Background field removal method of quantitative susceptibility mapping using deep learning
Konferenz: BIBE 2022 - The 6th International Conference on Biological Information and Biomedical Engineering
19.06.2022 - 20.06.202 in Virtual, China
Tagungsband: BIBE 2022
Seiten: 5Sprache: EnglischTyp: PDF
Autoren:
Hongyu, Guo (College of Electrical Engineering, Shenyang University of Technology Shenyang, China & Neusoft Medical Co., Ltd., Shenyang, China)
Helong, Zhang (College of Electrical Engineering, Shenyang University of Technology Shenyang, China)
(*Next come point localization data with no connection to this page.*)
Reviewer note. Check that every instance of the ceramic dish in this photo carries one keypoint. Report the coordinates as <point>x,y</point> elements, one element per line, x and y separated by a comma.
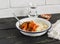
<point>33,33</point>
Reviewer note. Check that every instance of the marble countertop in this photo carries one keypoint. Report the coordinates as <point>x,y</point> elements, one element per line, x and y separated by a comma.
<point>9,34</point>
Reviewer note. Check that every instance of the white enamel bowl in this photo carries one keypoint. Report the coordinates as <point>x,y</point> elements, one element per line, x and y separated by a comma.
<point>33,33</point>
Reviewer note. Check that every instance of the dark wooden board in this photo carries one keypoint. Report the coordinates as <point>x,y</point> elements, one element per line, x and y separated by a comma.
<point>9,34</point>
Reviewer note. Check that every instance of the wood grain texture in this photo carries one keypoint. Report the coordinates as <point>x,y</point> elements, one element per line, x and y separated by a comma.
<point>9,34</point>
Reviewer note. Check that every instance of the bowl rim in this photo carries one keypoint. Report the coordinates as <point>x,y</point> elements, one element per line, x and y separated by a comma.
<point>34,32</point>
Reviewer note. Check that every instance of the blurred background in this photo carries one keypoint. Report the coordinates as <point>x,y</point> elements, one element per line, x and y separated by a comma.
<point>19,7</point>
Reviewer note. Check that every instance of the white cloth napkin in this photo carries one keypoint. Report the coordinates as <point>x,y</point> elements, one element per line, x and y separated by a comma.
<point>54,32</point>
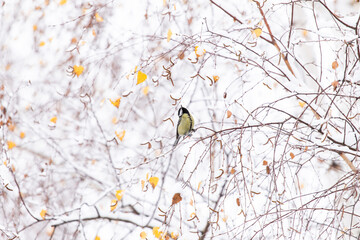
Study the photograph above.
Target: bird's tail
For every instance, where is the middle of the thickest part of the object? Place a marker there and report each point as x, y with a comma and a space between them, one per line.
176, 141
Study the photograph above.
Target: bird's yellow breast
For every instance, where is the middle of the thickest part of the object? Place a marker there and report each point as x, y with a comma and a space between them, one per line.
186, 124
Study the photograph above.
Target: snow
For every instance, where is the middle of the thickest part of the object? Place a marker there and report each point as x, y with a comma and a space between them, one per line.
271, 170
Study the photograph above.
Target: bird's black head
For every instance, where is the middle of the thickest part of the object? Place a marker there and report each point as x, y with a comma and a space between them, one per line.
182, 110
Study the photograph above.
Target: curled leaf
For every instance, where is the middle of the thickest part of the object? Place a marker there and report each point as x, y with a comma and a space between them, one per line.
143, 235
113, 204
98, 17
43, 213
119, 194
256, 32
120, 135
77, 70
176, 198
169, 35
53, 119
154, 181
141, 77
334, 65
116, 102
228, 113
11, 144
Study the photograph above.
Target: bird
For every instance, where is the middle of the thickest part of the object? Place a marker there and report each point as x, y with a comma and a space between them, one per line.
185, 124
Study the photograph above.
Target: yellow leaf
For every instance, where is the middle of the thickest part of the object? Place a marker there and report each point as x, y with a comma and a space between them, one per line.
120, 135
335, 84
43, 213
11, 144
98, 17
22, 135
228, 113
334, 65
50, 231
216, 78
11, 127
176, 198
199, 185
302, 104
119, 194
256, 33
145, 90
143, 235
78, 70
199, 51
154, 181
113, 204
141, 77
156, 232
53, 119
142, 184
7, 67
169, 35
174, 235
116, 102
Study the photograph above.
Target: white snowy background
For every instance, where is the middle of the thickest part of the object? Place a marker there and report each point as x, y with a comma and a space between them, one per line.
273, 87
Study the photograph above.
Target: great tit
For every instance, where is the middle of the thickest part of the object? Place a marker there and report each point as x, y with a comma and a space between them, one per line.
185, 124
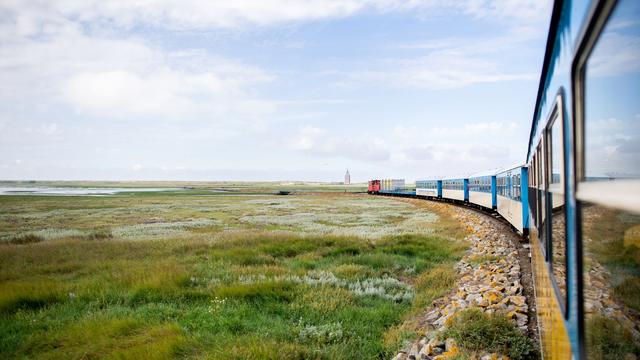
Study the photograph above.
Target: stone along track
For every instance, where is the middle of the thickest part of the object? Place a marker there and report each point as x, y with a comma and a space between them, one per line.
494, 276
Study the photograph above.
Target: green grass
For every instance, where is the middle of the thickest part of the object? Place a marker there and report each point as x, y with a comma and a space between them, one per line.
618, 249
230, 291
607, 339
476, 331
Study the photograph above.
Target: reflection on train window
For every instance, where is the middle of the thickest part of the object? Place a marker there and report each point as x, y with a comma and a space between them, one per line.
556, 197
611, 263
611, 169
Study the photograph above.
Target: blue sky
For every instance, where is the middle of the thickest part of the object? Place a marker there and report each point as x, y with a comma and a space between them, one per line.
266, 90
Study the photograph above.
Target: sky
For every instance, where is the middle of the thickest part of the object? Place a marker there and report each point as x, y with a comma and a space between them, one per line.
266, 89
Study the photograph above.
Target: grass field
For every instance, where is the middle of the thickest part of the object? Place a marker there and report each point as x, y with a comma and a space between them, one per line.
163, 275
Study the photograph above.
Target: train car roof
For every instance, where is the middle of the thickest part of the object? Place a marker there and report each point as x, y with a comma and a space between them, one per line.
509, 168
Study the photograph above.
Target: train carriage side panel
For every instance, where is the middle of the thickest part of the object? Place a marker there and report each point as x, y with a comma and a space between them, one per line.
524, 201
480, 191
481, 198
494, 196
465, 186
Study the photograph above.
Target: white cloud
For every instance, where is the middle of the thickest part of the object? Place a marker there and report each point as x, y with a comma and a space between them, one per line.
126, 77
320, 142
195, 14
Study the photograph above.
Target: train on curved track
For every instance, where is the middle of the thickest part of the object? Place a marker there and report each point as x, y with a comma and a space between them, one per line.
576, 196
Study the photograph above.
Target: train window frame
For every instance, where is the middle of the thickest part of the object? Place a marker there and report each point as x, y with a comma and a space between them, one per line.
541, 207
556, 117
614, 193
598, 18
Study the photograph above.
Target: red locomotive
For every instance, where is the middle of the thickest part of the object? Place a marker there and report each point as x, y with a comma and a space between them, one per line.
374, 187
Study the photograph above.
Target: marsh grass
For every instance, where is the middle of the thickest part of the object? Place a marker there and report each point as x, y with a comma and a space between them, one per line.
233, 290
477, 331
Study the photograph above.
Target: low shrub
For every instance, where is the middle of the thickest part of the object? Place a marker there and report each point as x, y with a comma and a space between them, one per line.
27, 296
607, 339
99, 234
477, 331
25, 239
270, 290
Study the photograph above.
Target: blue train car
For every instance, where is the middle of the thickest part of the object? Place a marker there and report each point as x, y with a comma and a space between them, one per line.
482, 190
429, 188
584, 182
455, 189
509, 197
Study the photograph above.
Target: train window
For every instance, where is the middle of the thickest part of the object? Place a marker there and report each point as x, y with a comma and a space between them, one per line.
609, 186
555, 195
542, 234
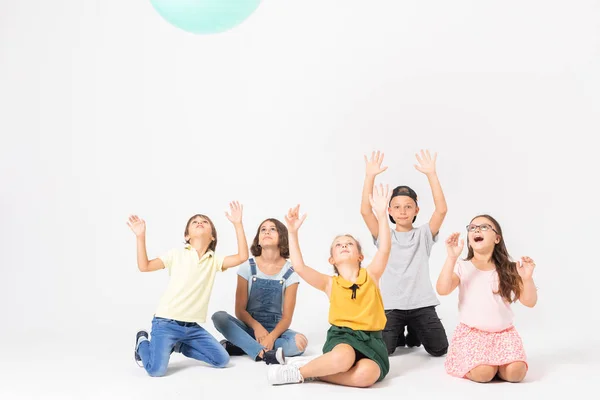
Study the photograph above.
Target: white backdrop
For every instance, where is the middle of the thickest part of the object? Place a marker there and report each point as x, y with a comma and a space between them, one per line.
108, 110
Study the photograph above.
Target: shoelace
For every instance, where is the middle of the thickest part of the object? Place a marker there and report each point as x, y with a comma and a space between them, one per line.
292, 375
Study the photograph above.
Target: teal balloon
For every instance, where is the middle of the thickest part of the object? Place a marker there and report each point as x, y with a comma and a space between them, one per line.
205, 16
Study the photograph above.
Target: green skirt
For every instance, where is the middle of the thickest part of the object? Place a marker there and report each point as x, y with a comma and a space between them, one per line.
368, 343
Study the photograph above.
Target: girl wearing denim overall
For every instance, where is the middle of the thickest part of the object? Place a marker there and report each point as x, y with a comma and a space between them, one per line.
265, 301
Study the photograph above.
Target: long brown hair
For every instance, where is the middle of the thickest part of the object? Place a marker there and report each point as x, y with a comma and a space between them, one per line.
283, 241
358, 246
510, 283
213, 245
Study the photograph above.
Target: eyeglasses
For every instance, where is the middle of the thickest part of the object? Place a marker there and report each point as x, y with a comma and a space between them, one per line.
482, 228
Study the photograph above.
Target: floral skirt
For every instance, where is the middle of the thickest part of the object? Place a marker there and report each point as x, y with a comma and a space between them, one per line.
471, 347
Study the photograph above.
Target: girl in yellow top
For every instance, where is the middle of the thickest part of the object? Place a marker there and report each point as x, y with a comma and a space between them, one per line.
354, 353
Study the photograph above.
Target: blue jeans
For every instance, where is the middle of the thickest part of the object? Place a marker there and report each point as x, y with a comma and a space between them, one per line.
243, 337
196, 343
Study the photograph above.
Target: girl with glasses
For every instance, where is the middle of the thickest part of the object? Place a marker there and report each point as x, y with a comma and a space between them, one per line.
485, 343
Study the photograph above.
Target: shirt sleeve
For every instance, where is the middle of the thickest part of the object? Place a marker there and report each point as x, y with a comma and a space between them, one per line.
294, 278
218, 262
430, 240
167, 259
244, 270
458, 268
376, 240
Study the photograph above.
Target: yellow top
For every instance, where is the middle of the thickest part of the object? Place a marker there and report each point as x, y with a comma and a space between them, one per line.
357, 305
188, 293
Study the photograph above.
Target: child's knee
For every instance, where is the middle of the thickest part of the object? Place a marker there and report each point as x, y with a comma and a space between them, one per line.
301, 342
157, 371
515, 372
221, 359
483, 373
220, 318
437, 351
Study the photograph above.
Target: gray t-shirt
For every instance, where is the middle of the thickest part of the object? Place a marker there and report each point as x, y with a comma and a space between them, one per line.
405, 283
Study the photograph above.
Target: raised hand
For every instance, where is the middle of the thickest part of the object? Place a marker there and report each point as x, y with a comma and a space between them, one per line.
293, 219
137, 225
426, 162
453, 246
373, 166
525, 268
380, 199
235, 214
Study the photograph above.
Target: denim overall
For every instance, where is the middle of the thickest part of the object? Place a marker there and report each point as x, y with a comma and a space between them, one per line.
265, 305
265, 300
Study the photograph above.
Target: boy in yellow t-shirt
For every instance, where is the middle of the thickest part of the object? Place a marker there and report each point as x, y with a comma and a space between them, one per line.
183, 306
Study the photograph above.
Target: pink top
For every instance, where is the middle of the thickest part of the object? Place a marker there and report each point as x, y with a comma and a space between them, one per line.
478, 304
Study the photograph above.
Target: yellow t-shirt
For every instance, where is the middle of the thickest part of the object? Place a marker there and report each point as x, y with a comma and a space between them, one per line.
358, 305
188, 293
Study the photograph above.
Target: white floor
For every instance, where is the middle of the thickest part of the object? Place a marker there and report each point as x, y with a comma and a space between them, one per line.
51, 367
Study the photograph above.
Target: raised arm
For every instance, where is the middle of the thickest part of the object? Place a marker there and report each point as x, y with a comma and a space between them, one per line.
379, 201
235, 217
372, 169
448, 280
138, 226
312, 277
427, 166
525, 269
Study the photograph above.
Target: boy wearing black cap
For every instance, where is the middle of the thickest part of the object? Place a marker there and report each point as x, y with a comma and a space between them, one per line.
408, 295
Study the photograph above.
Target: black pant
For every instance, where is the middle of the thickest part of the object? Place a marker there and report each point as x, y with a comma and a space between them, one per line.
422, 322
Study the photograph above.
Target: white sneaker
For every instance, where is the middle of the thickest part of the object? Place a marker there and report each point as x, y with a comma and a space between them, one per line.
283, 374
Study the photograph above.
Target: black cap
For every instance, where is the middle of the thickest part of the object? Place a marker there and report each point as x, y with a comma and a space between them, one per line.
404, 191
Hong, Chen (Neusoft Medical Co., Ltd., Shenyang, China)
Inhalt:
Background field removal is a critical step in quantitative susceptibility imaging (QSM) of MRI. Sophisticated harmonic artifact reduction for phase data (SHARP) method is widely used and computation efficiently to remove background field, but it is subject to serious artifact. To reduce artifacts in SHARP method, a deep learning network based on 3D CNN called SHARPnet was designed for background field removal. The reconstructed images with different truncation thresholds using the SHARP principle and the corresponding reconstructed images using laplacian boundary value (LBV) method are used as input and output to train the network. The truncated k-space division (TKD) method is applied to complete the magnetic susceptibility inversion for obtaining QSM. Quantitative measurements of the proposed method was compared with those of the SHARP and the LBV using the public in vivo dataset. The results showed that the proposed method is able to reconstruct the QSM image with less visual error and better quantitative metrics compared with the SHARP method. So SHARPnet can effectively solves the severe artifact in SHARP method by restoring the signal of the threshold truncation region.